In November a couple friends and I were, for some long forgotten reason, talking about Ancient Greece. We got into the topic of which city-state we would rather live in: Athens or Sparta. While I would certainly trust my intellect much more than my physical abilities during every situation I can think of, I thought back to seventh grade when we first learned about these two places. Women in Athens were placed under stricter rules than those in Sparta, and most women from Athens weren’t allowed to leave their houses for much more than chores and special occasions. Considering everyone involved in the conversation was female, I figured this would be an important factor in our little debate. To this, one of my friends jokingly asked if we really left the house for much other than that anyway. The rest of us laughed but agreed, and carried on with our conversation.
Just a few months later, our country declared a national state of emergency and our school shut down. A stay at home order for our state was soon issued and quarantine began.

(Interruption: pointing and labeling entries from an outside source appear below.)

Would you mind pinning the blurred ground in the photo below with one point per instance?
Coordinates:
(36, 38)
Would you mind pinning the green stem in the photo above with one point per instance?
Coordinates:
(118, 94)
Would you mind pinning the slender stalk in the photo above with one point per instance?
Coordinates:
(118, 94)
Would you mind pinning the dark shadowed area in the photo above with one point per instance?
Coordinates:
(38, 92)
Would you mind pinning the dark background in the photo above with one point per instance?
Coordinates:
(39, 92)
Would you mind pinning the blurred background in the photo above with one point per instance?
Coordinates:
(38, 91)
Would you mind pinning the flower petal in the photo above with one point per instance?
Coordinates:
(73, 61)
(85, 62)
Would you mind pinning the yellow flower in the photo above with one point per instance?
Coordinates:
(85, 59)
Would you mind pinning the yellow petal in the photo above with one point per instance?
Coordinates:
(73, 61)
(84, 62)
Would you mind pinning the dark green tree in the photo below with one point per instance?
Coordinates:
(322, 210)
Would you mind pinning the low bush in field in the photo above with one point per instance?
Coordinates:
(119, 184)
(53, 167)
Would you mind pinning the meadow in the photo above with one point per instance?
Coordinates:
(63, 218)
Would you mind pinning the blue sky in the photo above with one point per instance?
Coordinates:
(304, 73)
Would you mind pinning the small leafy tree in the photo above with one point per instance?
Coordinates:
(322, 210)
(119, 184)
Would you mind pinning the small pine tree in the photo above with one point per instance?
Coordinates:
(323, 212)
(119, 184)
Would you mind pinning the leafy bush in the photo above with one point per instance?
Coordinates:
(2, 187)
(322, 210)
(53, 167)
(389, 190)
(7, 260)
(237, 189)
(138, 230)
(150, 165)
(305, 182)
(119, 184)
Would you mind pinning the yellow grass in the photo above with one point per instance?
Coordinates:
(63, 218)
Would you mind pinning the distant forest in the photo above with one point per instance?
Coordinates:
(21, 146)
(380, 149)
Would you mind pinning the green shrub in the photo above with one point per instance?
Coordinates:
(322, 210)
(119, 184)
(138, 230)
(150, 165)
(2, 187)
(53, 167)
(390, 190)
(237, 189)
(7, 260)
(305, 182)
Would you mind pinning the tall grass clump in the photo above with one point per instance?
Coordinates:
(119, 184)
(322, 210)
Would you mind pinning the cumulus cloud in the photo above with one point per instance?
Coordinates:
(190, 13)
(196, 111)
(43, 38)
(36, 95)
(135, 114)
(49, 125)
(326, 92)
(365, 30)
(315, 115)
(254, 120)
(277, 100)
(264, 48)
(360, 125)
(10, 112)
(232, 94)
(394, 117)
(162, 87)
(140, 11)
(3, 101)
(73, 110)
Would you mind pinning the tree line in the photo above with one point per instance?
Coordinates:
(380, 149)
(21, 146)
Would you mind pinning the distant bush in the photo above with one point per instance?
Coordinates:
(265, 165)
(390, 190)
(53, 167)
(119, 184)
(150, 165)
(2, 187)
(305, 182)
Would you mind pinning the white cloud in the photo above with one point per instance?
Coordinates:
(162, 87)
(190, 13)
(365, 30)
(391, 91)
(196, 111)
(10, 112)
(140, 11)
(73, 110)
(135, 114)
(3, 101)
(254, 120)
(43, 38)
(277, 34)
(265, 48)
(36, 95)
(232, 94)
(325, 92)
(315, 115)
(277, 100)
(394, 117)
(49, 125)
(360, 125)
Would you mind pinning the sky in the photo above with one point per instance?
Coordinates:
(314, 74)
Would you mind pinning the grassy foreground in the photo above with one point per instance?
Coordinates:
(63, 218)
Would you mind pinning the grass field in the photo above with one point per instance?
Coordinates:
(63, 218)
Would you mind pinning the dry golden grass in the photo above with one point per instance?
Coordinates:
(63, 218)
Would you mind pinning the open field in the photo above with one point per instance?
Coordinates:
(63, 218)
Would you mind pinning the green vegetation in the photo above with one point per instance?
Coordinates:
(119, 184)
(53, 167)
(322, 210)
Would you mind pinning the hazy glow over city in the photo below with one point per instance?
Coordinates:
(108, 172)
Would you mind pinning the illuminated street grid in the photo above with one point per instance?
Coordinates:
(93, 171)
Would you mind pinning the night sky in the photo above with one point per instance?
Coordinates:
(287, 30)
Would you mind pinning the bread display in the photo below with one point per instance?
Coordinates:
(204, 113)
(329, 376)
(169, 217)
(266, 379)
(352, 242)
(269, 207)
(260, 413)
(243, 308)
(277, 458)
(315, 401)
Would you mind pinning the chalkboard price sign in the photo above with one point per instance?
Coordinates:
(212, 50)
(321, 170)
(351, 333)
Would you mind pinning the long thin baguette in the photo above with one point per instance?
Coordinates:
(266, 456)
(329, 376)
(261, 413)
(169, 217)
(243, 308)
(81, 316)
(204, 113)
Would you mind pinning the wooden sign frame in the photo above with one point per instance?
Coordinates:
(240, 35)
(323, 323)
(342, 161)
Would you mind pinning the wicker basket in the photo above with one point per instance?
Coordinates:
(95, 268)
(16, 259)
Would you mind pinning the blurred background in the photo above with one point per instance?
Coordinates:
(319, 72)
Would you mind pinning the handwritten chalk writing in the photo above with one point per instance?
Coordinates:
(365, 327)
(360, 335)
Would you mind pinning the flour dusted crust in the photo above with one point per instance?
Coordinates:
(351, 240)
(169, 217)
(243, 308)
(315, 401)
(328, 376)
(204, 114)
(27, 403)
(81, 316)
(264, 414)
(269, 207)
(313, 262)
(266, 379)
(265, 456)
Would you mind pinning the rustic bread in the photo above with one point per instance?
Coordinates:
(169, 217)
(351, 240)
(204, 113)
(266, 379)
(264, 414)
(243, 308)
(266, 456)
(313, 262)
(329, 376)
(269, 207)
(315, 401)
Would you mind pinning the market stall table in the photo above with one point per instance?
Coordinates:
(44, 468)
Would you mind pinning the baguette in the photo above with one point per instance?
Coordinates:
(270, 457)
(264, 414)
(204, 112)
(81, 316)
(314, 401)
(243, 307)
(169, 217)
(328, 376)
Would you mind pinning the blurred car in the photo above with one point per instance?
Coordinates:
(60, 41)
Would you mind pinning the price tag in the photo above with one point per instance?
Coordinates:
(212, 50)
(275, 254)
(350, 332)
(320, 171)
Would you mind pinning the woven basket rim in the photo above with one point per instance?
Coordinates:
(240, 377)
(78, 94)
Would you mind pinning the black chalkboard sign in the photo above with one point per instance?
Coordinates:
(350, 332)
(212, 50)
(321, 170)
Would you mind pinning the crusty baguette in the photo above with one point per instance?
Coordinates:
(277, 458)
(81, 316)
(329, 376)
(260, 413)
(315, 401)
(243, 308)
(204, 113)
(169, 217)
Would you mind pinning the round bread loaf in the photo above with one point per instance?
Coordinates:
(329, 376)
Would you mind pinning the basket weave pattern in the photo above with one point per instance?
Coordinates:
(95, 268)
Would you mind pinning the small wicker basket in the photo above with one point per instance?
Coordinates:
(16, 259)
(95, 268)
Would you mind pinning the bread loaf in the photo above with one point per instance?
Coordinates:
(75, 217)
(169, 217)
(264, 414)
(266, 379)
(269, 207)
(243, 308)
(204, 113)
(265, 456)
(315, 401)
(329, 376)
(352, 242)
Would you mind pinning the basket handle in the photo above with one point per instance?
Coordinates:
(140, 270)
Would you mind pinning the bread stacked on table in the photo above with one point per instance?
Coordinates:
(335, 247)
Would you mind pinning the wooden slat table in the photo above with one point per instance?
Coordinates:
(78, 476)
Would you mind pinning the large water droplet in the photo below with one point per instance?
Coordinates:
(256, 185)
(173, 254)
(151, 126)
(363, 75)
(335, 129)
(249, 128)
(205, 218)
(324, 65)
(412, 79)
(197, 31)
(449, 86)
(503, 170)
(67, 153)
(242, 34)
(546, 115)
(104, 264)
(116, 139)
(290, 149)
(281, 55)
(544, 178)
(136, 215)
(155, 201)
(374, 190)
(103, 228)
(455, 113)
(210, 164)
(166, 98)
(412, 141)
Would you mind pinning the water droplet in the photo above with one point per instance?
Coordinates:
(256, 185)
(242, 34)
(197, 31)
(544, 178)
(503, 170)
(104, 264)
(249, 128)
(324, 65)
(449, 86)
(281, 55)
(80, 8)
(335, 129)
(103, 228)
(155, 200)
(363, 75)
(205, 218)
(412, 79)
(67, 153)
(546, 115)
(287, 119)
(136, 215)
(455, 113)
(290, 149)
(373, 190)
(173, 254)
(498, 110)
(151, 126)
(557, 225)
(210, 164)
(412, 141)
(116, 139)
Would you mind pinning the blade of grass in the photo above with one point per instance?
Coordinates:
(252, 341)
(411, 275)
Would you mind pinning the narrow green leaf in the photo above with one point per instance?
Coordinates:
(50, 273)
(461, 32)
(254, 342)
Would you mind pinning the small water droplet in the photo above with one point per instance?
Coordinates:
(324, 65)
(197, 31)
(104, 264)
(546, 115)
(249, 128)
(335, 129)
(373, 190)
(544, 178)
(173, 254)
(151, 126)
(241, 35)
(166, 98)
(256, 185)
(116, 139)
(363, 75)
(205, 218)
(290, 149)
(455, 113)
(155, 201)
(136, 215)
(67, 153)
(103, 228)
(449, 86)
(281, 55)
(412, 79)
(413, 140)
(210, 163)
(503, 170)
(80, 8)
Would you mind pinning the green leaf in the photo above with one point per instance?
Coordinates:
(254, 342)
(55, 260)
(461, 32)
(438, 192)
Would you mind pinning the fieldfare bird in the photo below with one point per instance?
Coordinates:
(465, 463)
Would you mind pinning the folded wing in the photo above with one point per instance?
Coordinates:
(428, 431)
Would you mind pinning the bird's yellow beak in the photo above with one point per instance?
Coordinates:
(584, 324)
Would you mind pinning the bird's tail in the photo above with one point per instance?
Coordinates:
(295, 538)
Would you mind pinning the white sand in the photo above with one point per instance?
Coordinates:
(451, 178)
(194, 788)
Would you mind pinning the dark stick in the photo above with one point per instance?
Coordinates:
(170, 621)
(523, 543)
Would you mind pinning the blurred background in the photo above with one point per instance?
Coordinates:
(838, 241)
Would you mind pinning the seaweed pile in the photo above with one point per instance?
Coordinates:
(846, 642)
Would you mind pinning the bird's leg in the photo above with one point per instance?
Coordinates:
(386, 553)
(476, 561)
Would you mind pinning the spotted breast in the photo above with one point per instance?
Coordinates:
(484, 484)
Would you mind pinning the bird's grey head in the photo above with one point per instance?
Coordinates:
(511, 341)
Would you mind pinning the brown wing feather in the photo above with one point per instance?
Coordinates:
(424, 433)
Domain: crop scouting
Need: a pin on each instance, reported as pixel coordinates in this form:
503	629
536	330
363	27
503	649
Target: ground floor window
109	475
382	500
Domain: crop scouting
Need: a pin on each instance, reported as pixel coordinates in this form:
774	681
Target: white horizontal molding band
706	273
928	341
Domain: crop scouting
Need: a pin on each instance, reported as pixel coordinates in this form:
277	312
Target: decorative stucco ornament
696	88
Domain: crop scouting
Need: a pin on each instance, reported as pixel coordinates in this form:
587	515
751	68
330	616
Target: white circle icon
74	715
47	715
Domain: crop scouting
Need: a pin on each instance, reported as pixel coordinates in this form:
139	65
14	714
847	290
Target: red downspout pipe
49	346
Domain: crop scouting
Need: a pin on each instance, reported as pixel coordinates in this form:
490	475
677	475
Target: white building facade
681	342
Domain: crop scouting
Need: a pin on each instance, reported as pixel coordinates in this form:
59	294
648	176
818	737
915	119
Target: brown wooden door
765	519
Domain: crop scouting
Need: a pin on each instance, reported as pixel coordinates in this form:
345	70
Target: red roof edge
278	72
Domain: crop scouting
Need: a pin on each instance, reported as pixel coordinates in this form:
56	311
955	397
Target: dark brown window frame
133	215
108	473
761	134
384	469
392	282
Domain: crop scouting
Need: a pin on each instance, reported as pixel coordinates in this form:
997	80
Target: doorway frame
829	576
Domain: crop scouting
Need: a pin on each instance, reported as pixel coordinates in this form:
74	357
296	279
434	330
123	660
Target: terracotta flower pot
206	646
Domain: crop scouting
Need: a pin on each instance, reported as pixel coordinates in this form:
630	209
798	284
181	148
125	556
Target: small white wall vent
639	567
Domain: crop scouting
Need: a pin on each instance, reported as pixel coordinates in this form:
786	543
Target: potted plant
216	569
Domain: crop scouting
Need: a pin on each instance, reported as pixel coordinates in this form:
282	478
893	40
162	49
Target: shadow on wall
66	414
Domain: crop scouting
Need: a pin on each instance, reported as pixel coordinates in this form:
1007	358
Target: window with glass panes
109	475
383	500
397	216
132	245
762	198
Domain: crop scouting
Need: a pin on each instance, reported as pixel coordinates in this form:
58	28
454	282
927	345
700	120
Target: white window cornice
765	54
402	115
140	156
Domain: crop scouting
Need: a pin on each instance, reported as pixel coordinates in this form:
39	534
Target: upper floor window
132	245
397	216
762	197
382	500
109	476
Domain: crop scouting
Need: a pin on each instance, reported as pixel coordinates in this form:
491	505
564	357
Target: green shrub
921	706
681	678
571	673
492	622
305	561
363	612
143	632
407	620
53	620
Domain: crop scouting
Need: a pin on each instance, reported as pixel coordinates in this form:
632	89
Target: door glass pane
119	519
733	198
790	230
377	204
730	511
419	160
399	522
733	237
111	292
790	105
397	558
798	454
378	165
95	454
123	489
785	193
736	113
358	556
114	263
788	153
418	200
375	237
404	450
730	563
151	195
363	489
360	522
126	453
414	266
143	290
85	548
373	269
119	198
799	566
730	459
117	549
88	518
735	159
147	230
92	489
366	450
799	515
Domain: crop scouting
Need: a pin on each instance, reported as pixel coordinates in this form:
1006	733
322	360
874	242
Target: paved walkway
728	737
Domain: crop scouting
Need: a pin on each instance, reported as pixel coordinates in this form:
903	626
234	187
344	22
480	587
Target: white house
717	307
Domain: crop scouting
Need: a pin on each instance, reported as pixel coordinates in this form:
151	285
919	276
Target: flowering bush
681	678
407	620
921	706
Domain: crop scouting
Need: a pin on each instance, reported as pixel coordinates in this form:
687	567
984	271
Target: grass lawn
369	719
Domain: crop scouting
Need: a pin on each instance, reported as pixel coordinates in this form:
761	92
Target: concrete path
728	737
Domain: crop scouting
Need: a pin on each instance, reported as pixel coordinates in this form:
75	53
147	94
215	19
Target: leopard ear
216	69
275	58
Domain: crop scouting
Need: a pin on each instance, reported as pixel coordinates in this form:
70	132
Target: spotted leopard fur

I haven’t seen any of my friends face to face since our last day of school, and the chances of us meeting up over the summer break are slim. We still text, but we don’t have as much contact with each other as we normally do.
Many people’s entire lives have been completely changed, but things have been pretty much the same for me. I’m far from the world’s best conversationalist, and I’ll admit I’m a bit of a homebody. It’s not like I’m a complete hermit devoid of all human contact; I still talk to my sisters, one of which I share a room with and couldn’t avoid if I tried, and my parents on the daily. Plus, I have my dogs who love the attention they’ve been getting.
For me, lock down has been almost like a long sick day. I still have homework I have to finish, I can’t leave the house, and I have free reign of my home since all of my immediate family members who had jobs before quarantine were deemed essential workers. That leaves just me and my younger sister at home until my older sister’s shift finishes just before noon.
The jokes on social media about introverts having spent their entire lives in preparation for quarantine are pretty accurate. I feel like I’m in my element, so to speak, and I’m not too bothered by this particular side effect of the ongoing pandemic. Nothing much has changed, and I don’t have that caged up feeling that I know so many others do. Of course, I do miss my friends and the structure that school provided me with, but I’m lucky enough to have other ways to communicate and alarms that let me keep a set routine. All in all, quarantine isn’t so bad.
Such a good connection. You have a good memory. This makes me want to think of other similar situations.